A fila dos que procuram emprego é puxada pela parcela da população com idade entre 25 e 39 anos, que representa 33,4% deste montante. Na sequência, estão os que têm entre 18 e 24 anos, que já ocupam o segundo lugar com 29% do total de desempregados.
Se dividirmos por gênero, quem mais sofre com a falta de trabalho são as mulheres, que surgem na proporção marcando 57% dos desempregados. Já observando os dados de quem está empregado, a desvantagem também é delas. Isso porque nos dados de rendimento mensal, as mulheres ganham cerca de 30% menos que os homens.
INFORMALIDADE
Além disso, ou, por consequência, o número de pessoas que optam por trabalhar na informalidade aumentou. Esse aumento também foi constatado pela PNAD Contínua, que apontou que 32,2% dos gaúchos trabalha sem carteira assinada, por conta própria sem CNPJ ou ainda presta serviços domésticos.

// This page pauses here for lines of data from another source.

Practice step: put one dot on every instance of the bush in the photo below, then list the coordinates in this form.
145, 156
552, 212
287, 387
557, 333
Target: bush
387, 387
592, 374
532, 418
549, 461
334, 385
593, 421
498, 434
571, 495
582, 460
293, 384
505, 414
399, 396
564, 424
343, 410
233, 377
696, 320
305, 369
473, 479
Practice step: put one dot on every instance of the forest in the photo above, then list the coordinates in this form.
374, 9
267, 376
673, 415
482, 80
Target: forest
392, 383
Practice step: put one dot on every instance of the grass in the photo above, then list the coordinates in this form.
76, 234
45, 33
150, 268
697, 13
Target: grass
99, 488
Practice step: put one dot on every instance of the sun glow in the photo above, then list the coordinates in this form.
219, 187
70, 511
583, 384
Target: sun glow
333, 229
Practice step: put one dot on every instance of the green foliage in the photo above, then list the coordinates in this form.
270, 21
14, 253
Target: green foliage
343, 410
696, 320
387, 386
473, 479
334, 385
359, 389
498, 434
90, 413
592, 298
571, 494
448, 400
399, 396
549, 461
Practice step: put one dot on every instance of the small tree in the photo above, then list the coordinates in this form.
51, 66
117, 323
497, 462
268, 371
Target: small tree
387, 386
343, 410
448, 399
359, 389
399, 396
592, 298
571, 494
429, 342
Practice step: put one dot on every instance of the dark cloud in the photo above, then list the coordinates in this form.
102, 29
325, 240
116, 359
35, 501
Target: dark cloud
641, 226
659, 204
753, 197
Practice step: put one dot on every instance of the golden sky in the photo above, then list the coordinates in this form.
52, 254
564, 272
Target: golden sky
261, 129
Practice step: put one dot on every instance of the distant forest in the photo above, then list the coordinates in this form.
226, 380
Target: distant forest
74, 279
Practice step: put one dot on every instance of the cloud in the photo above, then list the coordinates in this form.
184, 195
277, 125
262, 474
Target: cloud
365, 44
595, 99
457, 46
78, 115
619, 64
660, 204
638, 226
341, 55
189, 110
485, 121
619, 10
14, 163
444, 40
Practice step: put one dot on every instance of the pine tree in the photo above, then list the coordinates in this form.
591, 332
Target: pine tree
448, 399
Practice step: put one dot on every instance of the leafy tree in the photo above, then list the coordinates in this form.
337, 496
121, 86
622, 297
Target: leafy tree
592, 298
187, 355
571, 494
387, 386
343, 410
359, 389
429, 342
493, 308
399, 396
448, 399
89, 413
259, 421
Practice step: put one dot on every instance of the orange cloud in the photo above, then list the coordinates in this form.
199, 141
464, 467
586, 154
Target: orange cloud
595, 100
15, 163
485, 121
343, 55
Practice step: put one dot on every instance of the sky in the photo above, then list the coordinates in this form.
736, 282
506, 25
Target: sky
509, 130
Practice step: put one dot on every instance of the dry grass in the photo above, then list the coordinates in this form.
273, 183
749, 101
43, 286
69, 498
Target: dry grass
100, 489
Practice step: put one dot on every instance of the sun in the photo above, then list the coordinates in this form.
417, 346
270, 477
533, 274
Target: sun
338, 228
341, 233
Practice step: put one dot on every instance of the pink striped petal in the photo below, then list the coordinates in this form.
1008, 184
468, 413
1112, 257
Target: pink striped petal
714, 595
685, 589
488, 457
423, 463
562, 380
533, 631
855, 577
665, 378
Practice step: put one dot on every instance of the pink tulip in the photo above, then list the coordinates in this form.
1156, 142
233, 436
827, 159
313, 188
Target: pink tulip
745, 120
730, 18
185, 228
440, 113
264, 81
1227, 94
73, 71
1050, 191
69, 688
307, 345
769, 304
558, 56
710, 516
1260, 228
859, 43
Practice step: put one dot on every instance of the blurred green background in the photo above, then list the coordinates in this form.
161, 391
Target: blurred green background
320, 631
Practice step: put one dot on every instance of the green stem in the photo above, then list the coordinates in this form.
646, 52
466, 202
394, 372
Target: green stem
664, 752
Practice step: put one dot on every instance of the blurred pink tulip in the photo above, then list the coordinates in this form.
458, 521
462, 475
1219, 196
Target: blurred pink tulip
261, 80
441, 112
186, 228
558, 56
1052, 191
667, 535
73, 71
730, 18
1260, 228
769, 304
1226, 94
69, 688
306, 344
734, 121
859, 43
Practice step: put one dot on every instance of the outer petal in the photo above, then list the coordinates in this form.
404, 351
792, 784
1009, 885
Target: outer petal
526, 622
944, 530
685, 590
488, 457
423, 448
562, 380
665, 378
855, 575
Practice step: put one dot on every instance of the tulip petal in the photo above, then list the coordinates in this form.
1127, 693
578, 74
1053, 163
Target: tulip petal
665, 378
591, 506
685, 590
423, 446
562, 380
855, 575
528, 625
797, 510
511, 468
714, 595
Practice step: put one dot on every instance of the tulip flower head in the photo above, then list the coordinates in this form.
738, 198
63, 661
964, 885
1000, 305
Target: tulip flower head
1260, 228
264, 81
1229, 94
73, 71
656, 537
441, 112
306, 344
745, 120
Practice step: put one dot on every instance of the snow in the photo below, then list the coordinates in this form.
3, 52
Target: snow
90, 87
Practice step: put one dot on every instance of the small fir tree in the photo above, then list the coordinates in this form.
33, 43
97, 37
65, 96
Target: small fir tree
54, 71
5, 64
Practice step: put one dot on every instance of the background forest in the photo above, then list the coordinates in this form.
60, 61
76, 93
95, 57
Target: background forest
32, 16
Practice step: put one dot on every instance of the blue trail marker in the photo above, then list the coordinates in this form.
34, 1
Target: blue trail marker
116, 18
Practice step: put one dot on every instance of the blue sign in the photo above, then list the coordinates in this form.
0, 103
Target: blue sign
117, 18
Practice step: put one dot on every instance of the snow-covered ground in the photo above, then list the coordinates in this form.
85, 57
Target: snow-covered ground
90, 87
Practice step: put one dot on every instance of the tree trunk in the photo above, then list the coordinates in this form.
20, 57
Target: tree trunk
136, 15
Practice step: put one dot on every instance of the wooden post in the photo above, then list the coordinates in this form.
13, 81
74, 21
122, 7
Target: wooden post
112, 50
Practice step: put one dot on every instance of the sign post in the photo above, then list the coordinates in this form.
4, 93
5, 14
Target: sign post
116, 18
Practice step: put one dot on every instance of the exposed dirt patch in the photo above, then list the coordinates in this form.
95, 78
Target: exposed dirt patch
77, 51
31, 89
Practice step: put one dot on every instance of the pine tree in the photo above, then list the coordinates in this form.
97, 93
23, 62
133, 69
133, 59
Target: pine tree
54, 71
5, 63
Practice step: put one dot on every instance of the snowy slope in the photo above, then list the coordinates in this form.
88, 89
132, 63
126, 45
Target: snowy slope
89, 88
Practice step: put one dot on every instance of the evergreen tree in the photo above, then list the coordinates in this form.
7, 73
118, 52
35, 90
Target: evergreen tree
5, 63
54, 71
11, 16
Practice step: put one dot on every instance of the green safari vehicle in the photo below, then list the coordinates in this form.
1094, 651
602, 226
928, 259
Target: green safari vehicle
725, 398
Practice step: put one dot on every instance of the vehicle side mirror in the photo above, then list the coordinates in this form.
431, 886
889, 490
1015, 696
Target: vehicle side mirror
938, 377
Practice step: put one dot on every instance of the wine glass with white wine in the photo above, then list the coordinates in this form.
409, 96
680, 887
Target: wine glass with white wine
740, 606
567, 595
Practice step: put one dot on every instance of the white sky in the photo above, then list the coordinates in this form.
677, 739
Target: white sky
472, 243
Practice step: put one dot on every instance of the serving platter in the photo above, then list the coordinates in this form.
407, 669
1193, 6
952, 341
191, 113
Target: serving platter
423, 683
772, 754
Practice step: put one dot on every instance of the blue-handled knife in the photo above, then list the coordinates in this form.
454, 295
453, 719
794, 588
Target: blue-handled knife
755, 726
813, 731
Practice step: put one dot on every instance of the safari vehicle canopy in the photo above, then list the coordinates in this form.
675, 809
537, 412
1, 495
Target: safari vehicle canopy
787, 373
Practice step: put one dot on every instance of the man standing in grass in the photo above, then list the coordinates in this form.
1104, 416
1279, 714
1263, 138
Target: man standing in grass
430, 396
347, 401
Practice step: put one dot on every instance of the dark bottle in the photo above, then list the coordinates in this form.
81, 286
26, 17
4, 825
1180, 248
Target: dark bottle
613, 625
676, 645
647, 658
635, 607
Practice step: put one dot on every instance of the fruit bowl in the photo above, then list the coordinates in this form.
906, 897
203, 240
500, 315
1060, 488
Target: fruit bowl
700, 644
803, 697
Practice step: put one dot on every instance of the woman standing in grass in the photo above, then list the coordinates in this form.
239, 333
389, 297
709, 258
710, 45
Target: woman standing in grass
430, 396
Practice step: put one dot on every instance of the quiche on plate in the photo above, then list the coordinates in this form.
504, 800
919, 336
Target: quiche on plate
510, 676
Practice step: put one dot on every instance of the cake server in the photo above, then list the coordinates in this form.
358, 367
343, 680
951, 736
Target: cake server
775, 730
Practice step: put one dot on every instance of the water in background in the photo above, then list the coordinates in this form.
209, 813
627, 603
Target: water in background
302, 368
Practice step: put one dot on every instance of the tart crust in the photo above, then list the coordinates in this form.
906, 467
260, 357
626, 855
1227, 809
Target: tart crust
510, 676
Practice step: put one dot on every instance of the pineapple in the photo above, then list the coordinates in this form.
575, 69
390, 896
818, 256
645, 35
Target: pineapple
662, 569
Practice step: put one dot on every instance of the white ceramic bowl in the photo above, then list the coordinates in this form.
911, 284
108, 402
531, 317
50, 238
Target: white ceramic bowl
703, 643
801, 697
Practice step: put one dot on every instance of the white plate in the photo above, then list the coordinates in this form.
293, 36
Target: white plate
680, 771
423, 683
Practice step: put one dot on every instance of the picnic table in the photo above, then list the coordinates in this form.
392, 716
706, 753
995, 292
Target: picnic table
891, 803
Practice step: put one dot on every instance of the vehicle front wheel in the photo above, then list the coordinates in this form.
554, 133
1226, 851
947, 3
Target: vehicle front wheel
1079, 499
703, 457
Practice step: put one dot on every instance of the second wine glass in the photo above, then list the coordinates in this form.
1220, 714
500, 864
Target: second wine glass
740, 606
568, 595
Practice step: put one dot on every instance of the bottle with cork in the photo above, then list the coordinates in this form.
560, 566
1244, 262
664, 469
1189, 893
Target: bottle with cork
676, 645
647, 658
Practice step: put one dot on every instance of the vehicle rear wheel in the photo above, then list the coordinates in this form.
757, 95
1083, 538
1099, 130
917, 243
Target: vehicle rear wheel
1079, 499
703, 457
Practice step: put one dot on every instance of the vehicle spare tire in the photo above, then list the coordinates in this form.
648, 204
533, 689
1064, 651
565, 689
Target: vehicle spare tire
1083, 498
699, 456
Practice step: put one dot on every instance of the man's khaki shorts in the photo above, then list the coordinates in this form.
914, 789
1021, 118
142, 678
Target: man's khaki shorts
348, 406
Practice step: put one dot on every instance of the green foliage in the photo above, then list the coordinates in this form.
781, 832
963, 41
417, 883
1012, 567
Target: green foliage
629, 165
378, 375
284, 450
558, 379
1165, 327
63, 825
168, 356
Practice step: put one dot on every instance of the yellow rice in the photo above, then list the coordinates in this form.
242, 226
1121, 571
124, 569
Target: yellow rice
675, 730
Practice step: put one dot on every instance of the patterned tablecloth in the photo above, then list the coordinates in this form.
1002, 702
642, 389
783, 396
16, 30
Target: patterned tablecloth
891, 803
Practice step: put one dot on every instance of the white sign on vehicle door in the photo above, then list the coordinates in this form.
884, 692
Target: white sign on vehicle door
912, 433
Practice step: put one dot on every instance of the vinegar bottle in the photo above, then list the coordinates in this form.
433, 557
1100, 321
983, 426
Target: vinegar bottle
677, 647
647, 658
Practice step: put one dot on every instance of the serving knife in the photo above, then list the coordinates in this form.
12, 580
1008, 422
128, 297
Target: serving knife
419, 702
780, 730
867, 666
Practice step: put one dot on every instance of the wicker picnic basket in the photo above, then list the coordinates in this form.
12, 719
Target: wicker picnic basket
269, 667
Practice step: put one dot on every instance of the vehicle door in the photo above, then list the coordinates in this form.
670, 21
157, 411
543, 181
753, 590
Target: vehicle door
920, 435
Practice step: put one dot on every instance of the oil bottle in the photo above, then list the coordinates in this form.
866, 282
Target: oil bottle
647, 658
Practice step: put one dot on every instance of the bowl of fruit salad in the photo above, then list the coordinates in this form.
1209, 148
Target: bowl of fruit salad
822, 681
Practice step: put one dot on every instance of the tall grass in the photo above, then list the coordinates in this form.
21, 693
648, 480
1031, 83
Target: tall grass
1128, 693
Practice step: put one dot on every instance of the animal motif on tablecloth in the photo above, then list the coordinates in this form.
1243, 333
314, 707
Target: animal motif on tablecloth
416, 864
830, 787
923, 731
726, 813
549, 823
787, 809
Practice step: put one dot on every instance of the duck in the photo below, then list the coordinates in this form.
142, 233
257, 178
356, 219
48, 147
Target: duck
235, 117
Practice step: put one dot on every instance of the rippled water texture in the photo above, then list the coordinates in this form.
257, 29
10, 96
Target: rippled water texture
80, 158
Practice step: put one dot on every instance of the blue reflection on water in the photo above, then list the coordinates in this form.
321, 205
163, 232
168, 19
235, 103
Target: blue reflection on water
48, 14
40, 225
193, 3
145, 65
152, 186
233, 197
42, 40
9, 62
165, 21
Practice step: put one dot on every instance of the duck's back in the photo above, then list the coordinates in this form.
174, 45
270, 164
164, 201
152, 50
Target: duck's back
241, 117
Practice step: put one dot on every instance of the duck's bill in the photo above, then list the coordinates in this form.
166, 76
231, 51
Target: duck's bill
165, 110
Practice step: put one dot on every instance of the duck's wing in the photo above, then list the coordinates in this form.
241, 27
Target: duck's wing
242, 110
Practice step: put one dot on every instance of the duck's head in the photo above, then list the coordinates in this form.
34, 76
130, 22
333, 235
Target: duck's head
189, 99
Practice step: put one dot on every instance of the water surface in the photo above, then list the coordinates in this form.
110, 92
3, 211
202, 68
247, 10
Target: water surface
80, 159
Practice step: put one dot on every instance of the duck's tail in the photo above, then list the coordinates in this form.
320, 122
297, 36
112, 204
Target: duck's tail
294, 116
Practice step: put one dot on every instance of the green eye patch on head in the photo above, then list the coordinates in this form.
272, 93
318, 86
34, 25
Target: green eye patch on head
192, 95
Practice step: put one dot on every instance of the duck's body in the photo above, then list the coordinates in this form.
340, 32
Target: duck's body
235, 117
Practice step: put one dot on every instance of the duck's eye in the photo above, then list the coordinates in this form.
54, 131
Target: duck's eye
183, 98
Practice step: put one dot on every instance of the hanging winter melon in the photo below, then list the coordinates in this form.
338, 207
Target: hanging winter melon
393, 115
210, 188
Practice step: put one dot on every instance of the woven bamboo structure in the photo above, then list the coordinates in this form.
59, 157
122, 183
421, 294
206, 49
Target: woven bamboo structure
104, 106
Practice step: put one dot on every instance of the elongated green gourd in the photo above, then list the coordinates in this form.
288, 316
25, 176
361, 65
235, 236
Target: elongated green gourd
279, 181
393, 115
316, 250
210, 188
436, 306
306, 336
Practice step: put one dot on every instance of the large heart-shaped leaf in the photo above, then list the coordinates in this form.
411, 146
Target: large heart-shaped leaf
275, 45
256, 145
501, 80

Entretanto, o fato de essas pessoas não estarem completamente sem ocupação não deve ser comemorado, pois, na maioria das vezes, esses serviços obrigam que o trabalhador submeta-se a condições precárias de trabalho.
Como no caso de Cleber, nome fictício adotado por um motorista de aplicativo que preferiu não se identificar. “Trabalho com isso (aplicativo de transportes) há quase um ano e meio. Entrei pra não ficar parado, estava desempregado e precisava de dinheiro porque tenho família, mas não é fácil. Pra eu ganhar o suficiente, eu preciso trabalhar umas 12 horas por dia durante a semana. No fim de semana eu só tenho horário pra começar. Se não for assim, não consigo pagar minhas contas. Então o jeito é dirigir o dia inteiro’’, revela.